A saída do advogado e ex-ministro Eugênio Aragão da defesa de Costa coincidiu com a sinalização de que eventual colaboração dependeria de provas robustas. Aragão afirmou que atuação jurídica do cliente segue padrões de seriedade e legalidade, sem detalhar motivações para o desligamento. Nos bastidores, a mudança aumenta as dúvidas sobre a viabilidade do acordo.
Avaliação da PF e Defesa
Preso preventivamente desde abril, Costa tem buscado formalizar uma colaboração com investigadores. A defesa promoveu alterações na equipe jurídica para conduzir as tratativas.

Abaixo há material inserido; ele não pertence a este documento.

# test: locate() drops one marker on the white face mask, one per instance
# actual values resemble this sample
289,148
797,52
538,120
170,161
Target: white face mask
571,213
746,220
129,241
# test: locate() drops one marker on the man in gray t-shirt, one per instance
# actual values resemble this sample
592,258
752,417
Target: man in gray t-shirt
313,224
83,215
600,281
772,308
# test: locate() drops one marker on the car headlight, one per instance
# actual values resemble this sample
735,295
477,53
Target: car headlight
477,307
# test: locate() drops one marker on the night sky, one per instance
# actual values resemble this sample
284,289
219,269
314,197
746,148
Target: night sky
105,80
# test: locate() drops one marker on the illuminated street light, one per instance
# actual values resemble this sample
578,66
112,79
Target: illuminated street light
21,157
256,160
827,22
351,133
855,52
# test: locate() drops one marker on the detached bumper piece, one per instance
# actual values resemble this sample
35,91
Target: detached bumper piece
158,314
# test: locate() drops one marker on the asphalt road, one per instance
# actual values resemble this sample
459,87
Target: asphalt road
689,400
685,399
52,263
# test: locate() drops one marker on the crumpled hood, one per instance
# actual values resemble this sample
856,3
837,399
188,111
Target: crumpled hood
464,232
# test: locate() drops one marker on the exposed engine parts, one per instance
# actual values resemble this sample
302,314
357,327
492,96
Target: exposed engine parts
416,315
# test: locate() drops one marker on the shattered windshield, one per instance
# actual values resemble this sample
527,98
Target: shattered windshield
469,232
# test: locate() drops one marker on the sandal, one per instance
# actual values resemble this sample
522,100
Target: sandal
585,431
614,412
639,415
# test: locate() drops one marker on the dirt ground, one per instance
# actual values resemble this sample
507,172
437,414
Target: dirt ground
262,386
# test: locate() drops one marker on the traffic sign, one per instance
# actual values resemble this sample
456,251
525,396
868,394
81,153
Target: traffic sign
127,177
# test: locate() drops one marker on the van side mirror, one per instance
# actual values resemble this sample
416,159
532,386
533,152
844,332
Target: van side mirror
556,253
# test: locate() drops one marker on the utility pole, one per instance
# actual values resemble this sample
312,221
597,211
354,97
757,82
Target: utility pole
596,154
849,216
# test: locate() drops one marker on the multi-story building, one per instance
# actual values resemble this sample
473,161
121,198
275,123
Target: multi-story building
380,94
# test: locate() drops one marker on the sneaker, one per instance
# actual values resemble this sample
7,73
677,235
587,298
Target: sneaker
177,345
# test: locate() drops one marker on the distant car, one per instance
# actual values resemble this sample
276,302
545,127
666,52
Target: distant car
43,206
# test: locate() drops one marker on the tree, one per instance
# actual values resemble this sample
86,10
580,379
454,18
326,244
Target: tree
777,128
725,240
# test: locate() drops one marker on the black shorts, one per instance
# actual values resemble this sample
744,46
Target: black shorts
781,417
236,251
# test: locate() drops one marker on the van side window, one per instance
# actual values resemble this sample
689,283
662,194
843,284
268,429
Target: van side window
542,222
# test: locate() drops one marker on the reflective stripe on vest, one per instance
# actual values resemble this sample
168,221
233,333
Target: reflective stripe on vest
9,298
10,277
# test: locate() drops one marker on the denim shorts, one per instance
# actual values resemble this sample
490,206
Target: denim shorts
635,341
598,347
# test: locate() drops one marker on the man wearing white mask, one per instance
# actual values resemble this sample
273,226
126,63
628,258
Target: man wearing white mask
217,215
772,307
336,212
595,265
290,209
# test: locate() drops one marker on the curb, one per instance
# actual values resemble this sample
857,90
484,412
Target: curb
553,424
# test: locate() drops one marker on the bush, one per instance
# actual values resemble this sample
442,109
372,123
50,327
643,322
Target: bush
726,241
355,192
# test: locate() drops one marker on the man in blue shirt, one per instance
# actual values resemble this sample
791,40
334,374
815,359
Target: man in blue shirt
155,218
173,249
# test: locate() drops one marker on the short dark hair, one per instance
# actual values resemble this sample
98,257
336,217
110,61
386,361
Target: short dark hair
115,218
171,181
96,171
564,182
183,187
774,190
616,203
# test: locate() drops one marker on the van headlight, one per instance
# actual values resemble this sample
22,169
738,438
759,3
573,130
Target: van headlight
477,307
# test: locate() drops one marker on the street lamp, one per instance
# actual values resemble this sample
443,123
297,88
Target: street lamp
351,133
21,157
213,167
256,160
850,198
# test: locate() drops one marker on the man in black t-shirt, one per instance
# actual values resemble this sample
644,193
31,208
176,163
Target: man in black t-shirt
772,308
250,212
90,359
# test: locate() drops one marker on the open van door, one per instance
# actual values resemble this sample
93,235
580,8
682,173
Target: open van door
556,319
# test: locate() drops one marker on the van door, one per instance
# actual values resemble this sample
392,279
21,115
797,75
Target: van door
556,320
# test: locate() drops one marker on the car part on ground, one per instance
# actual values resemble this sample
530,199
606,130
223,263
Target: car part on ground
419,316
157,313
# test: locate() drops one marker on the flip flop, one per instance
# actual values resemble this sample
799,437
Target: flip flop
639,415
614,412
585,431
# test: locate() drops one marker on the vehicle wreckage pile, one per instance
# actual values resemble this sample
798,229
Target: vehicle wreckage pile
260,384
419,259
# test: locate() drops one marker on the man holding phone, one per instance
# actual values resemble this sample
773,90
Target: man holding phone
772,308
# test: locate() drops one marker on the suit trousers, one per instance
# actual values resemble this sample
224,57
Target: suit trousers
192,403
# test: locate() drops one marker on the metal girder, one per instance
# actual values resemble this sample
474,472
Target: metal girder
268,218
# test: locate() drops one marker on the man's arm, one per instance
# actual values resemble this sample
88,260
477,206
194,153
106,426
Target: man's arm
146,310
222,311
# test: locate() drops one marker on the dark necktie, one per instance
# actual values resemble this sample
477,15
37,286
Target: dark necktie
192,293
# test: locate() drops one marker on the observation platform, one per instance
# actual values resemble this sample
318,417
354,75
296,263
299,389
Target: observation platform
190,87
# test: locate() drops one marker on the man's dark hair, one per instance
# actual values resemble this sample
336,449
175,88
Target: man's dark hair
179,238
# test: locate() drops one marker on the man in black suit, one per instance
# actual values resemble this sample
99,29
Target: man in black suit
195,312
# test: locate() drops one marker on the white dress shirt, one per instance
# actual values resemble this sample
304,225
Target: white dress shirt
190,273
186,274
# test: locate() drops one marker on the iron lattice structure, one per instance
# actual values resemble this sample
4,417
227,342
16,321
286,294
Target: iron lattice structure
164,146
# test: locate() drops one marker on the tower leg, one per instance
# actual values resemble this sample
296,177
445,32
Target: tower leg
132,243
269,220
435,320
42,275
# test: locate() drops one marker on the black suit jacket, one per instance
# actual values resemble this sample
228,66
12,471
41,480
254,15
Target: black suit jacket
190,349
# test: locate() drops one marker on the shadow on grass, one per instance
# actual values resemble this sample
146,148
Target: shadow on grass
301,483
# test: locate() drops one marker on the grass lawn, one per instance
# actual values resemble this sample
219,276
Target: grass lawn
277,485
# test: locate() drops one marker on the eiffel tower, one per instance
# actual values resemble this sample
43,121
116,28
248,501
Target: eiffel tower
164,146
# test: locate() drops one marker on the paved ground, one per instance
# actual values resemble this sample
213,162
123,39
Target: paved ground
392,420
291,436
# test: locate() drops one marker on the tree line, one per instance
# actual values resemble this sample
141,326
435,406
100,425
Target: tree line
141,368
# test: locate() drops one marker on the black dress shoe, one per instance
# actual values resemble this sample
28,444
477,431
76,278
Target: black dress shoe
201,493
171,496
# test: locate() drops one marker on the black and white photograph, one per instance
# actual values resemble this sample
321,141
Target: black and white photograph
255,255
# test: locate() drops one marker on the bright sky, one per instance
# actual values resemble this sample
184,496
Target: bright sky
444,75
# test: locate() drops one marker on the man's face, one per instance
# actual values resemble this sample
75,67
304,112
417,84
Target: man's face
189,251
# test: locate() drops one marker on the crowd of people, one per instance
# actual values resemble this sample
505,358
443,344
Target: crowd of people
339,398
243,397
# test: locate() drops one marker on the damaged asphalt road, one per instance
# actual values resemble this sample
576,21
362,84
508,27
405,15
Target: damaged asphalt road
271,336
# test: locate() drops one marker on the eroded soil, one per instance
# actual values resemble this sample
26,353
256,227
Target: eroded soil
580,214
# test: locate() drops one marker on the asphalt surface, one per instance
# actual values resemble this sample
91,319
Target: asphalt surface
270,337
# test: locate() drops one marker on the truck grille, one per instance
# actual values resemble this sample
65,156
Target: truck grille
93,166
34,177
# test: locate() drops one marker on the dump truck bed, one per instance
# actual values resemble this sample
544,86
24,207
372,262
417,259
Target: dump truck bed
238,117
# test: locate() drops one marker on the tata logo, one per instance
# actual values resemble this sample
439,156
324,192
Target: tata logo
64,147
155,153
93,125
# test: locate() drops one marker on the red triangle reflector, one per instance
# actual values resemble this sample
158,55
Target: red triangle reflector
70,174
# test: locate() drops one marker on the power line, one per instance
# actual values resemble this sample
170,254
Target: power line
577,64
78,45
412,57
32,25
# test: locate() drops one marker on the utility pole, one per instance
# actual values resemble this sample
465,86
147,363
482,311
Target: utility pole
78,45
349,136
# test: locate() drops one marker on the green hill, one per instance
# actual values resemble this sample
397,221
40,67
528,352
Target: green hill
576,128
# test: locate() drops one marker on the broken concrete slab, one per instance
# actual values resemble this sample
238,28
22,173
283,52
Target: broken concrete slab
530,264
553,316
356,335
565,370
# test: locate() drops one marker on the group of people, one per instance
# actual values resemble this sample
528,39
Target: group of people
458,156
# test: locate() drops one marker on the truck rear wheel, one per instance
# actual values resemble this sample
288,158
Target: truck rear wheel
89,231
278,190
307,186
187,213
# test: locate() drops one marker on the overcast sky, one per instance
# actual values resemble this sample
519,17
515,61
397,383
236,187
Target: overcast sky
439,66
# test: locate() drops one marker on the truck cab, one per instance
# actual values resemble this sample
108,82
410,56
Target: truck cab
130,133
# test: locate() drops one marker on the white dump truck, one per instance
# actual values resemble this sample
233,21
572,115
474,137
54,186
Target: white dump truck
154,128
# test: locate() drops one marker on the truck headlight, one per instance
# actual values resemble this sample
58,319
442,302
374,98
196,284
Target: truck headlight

Internamente, porém, a PF entende que o ex-presidente do BRB não apresentou informações que alterem o curso das investigações.
Segundo fontes da PF, grande parte dos fatos já foi coletada por meio de quebras de sigilo, apreensões de celulares e depoimentos de outros envolvidos. Assim, qualquer colaboração precisaria trazer provas novas e de maior impacto para despertar o interesse das autoridades e justificar o acordo.
A expectativa inicial era de que Costa assinasse um termo de confidencialidade ainda nesta semana e apresentasse os documentos do acordo na semana seguinte. A análise ficará a cargo de peritos da Polícia Federal e da Procuradoria-Geral da República (PGR).
A investigação apura suspeitas de fraudes financeiras, corrupção, lavagem de dinheiro e operações irregulares envolvendo o Banco Master e o BRB. A PF aponta que Costa teria autorizado operações sem lastro entre as instituições e recebido vantagens para facilitar negócios ligados ao banqueiro Daniel Vorcaro, alvo da apuração.